Classroom discussions of familiar phenomena help students identify exothermic and endothermic
changes. The unit continues with an investigation related to specific heat capacity. Students collect
data that help them identify the composition of an unknown metal based upon its specific heat
capacity. The unit continues with a study of the energy changes associated with changes of state.
Students experimentally determine the heat of fusion of water and learn to calculate the energy
change associated with changes of state from solid to liquid to gas. In addition, students
experimentally determine a heating curve for water describing the meaning of the changes in slope
in the graph. Classroom discussions help students understand the entropy changes associated
with changes of state. Students then experimentally determine the heat of a reaction and/or the
heat of solution for a solid. During classroom discussions, students relate the experiment to Hess’s
Law and begin to calculate the heat of reaction using Hess’s Law. The unit concludes with a study
of reaction spontaneity as it relates to free energy. Students learn to use the signs of a reaction’s
enthalpy change and entropy change to predict whether or not the reaction is spontaneous.
Content Expectations
Students will:
 generate new questions that can be investigated in the laboratory or field (C1.1A).

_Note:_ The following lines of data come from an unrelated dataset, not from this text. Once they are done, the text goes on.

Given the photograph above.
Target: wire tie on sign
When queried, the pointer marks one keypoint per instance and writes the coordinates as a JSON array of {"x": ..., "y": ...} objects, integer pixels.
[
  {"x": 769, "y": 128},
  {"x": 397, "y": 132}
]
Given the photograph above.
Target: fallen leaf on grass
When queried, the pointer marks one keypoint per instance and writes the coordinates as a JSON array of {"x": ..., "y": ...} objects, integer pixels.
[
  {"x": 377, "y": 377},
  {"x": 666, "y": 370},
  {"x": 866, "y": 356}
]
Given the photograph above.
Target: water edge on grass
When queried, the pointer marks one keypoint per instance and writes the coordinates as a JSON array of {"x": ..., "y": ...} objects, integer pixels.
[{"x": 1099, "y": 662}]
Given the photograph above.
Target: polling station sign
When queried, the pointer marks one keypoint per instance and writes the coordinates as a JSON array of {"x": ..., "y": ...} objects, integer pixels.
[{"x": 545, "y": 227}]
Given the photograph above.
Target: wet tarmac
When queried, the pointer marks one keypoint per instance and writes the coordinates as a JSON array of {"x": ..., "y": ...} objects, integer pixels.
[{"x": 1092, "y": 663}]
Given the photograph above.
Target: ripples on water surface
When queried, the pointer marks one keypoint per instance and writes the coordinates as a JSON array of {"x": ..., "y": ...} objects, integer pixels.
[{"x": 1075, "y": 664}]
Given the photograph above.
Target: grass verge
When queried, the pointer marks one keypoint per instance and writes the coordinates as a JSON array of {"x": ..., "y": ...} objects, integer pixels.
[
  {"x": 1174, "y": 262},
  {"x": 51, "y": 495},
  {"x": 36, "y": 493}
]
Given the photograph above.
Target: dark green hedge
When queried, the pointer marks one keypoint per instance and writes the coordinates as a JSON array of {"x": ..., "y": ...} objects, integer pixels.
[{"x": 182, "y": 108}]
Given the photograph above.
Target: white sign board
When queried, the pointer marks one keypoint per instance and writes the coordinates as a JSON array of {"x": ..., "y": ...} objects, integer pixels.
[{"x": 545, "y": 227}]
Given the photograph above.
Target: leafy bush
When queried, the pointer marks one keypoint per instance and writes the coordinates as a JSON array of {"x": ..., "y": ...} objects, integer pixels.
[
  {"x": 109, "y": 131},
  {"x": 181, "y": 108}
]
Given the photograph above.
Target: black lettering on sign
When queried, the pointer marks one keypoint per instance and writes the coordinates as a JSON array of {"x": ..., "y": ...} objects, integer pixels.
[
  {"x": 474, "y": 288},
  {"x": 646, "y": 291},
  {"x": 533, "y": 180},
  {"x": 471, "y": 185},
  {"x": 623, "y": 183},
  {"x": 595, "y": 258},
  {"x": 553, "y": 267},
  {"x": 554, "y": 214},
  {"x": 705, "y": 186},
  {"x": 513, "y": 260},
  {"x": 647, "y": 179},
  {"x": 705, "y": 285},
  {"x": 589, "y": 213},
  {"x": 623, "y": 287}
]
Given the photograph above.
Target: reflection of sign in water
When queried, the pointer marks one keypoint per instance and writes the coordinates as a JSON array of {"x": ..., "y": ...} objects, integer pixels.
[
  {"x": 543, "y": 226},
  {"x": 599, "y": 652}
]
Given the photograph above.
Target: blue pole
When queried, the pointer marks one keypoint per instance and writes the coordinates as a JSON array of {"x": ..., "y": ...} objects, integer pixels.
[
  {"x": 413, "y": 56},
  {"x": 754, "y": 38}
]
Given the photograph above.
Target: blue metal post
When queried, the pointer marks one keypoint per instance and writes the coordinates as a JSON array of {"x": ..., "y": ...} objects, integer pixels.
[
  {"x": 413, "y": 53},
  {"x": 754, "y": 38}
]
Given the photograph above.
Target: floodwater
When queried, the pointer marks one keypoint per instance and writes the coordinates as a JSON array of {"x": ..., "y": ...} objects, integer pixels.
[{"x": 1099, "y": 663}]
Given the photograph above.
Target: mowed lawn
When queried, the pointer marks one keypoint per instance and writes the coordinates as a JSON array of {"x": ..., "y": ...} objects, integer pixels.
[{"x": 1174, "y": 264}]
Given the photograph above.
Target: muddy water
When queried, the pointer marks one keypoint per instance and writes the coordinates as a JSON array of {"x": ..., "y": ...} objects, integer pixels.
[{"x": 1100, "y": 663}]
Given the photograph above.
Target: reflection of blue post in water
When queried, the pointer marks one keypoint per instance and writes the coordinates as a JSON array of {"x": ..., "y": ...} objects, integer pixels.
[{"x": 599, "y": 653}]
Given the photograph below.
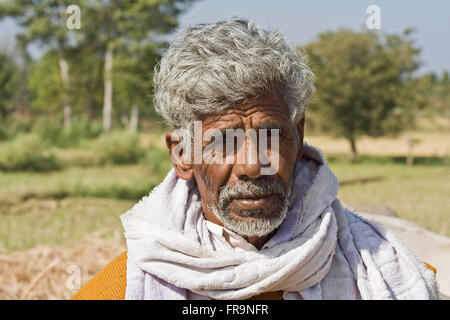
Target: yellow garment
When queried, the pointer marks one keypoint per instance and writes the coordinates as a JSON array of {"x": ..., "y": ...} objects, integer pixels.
[{"x": 111, "y": 282}]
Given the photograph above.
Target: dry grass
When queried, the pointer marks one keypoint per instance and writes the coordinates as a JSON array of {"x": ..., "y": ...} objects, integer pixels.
[
  {"x": 436, "y": 144},
  {"x": 47, "y": 272}
]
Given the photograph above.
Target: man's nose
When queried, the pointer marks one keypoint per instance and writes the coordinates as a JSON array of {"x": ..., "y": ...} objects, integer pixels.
[{"x": 247, "y": 163}]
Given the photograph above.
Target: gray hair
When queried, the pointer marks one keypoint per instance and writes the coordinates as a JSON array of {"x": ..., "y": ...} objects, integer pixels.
[{"x": 216, "y": 66}]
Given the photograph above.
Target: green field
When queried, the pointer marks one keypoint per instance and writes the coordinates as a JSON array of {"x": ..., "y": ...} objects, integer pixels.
[{"x": 61, "y": 205}]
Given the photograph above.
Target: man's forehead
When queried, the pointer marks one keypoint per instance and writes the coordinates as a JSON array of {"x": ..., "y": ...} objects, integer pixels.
[{"x": 269, "y": 108}]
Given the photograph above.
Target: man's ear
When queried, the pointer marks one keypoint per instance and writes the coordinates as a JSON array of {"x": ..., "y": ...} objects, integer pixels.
[
  {"x": 180, "y": 160},
  {"x": 301, "y": 130}
]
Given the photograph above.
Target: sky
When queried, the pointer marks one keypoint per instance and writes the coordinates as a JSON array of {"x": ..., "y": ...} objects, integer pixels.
[{"x": 300, "y": 21}]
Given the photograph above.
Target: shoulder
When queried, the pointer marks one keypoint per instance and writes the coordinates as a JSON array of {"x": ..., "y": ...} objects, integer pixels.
[{"x": 109, "y": 284}]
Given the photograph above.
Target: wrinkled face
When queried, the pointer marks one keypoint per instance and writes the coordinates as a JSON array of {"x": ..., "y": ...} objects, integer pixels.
[{"x": 236, "y": 195}]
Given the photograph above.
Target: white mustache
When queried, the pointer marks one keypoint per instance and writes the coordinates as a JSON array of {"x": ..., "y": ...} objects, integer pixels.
[{"x": 250, "y": 189}]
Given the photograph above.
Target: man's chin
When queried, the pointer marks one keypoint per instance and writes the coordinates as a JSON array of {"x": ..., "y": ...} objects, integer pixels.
[{"x": 252, "y": 223}]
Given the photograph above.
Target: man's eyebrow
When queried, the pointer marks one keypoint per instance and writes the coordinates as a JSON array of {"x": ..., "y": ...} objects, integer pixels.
[{"x": 269, "y": 125}]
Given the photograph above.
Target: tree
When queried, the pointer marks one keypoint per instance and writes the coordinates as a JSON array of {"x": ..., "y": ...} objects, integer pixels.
[
  {"x": 45, "y": 23},
  {"x": 115, "y": 26},
  {"x": 9, "y": 83},
  {"x": 363, "y": 83}
]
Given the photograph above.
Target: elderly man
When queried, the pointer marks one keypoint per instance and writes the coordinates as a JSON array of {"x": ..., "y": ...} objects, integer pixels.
[{"x": 259, "y": 219}]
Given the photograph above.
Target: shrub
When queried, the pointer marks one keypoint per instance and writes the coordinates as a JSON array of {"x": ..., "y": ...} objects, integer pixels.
[
  {"x": 119, "y": 147},
  {"x": 27, "y": 152},
  {"x": 55, "y": 134}
]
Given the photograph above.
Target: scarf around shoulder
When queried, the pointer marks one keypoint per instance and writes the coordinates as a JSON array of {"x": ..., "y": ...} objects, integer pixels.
[{"x": 320, "y": 251}]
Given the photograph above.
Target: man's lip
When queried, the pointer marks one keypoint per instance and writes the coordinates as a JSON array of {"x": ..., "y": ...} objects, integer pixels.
[{"x": 255, "y": 203}]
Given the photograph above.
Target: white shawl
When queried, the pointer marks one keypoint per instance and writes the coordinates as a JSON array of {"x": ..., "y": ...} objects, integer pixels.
[{"x": 321, "y": 251}]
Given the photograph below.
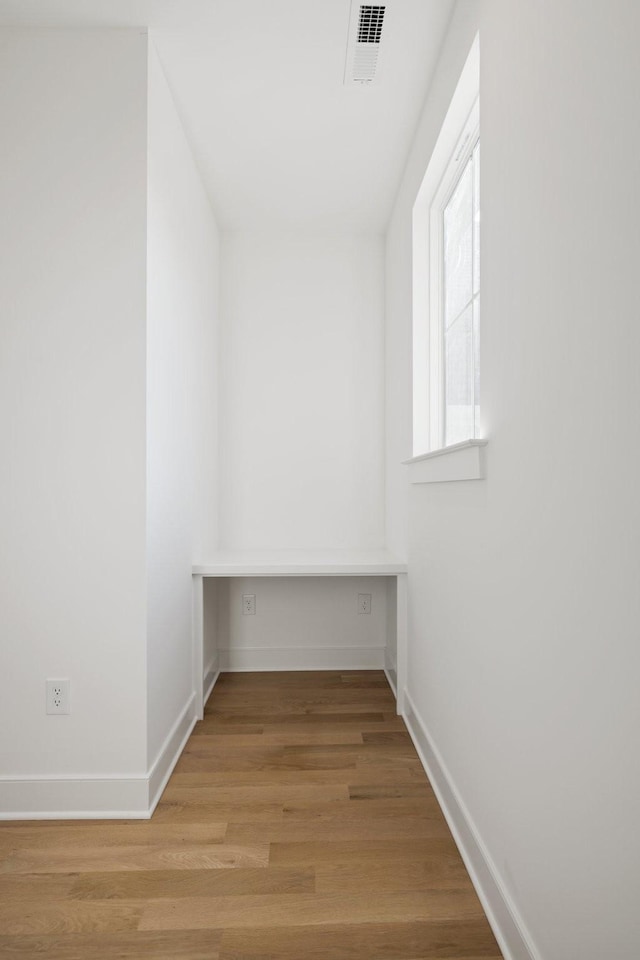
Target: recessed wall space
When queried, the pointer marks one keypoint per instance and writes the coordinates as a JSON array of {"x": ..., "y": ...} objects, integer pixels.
[{"x": 305, "y": 623}]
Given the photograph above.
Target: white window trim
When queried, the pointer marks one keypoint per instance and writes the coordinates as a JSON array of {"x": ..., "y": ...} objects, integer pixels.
[{"x": 458, "y": 133}]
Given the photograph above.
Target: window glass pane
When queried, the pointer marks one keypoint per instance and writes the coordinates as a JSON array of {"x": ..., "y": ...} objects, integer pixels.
[
  {"x": 459, "y": 380},
  {"x": 476, "y": 367},
  {"x": 476, "y": 218},
  {"x": 458, "y": 247}
]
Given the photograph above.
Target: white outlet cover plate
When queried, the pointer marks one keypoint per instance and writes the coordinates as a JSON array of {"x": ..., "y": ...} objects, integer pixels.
[{"x": 58, "y": 696}]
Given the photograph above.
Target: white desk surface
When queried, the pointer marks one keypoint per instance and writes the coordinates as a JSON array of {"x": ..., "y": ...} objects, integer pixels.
[{"x": 301, "y": 563}]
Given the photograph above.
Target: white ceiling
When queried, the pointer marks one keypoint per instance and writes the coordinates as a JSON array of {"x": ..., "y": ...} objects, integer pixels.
[{"x": 279, "y": 139}]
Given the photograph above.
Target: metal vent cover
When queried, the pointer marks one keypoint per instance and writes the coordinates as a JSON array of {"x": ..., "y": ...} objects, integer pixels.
[{"x": 363, "y": 43}]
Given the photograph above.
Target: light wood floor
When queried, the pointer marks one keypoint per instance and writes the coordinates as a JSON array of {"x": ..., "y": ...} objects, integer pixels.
[{"x": 297, "y": 825}]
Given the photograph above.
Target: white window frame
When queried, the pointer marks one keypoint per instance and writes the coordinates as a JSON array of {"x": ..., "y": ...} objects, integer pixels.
[
  {"x": 469, "y": 137},
  {"x": 458, "y": 135}
]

 conduct scientific investigations using appropriate tools and techniques (e.g., selecting an
instrument that measures the desired quantity—length, volume, weight, time interval,
temperature—with the appropriate level of precision) (C1.1C).
 describe a reason for a given conclusion using evidence from an investigation (C1.1E).
 predict what would happen if the variables, methods, or timing of an investigation were
changed (C1.1f).
 design and conduct a systematic scientific investigation that tests a hypothesis. Draw
conclusions from data presented in charts or tables (C1.1h).
 evaluate scientific explanations in a peer review process or discussion format (C1.2D).
 critique solutions to problems, given criteria and scientific constraints (C1.2f).
 identify scientific tradeoffs in design decisions and choose among alternative solutions (C1.2g).
 describe the distinctions between scientific theories, laws, hypotheses, and observations
(C1.2h).
 apply science principles or scientific data to anticipate effects of technological design decisions
(C1.2j).
 explain the changes in potential energy (due to electrostatic interactions) as a chemical bond
forms and use this to explain why bond breaking always requires energy (C2.1a).
 describe energy changes associated with chemical reactions in terms of bonds broken and
formed (including intermolecular forces) (C2.1b).
 compare the entropy of solids, liquids, and gases (C2.2e).
 compare the average kinetic energy of the molecules in a metal object and a wood object at
room temperature (C2.2f).
 calculate the ΔH for a given reaction using Hess’s Law (C3.1a).
 draw enthalpy diagrams for exothermic and endothermic reactions (C3.1b).
 calculate the ΔH for a chemical reaction using simple coffee cup calorimetry (C3.1c).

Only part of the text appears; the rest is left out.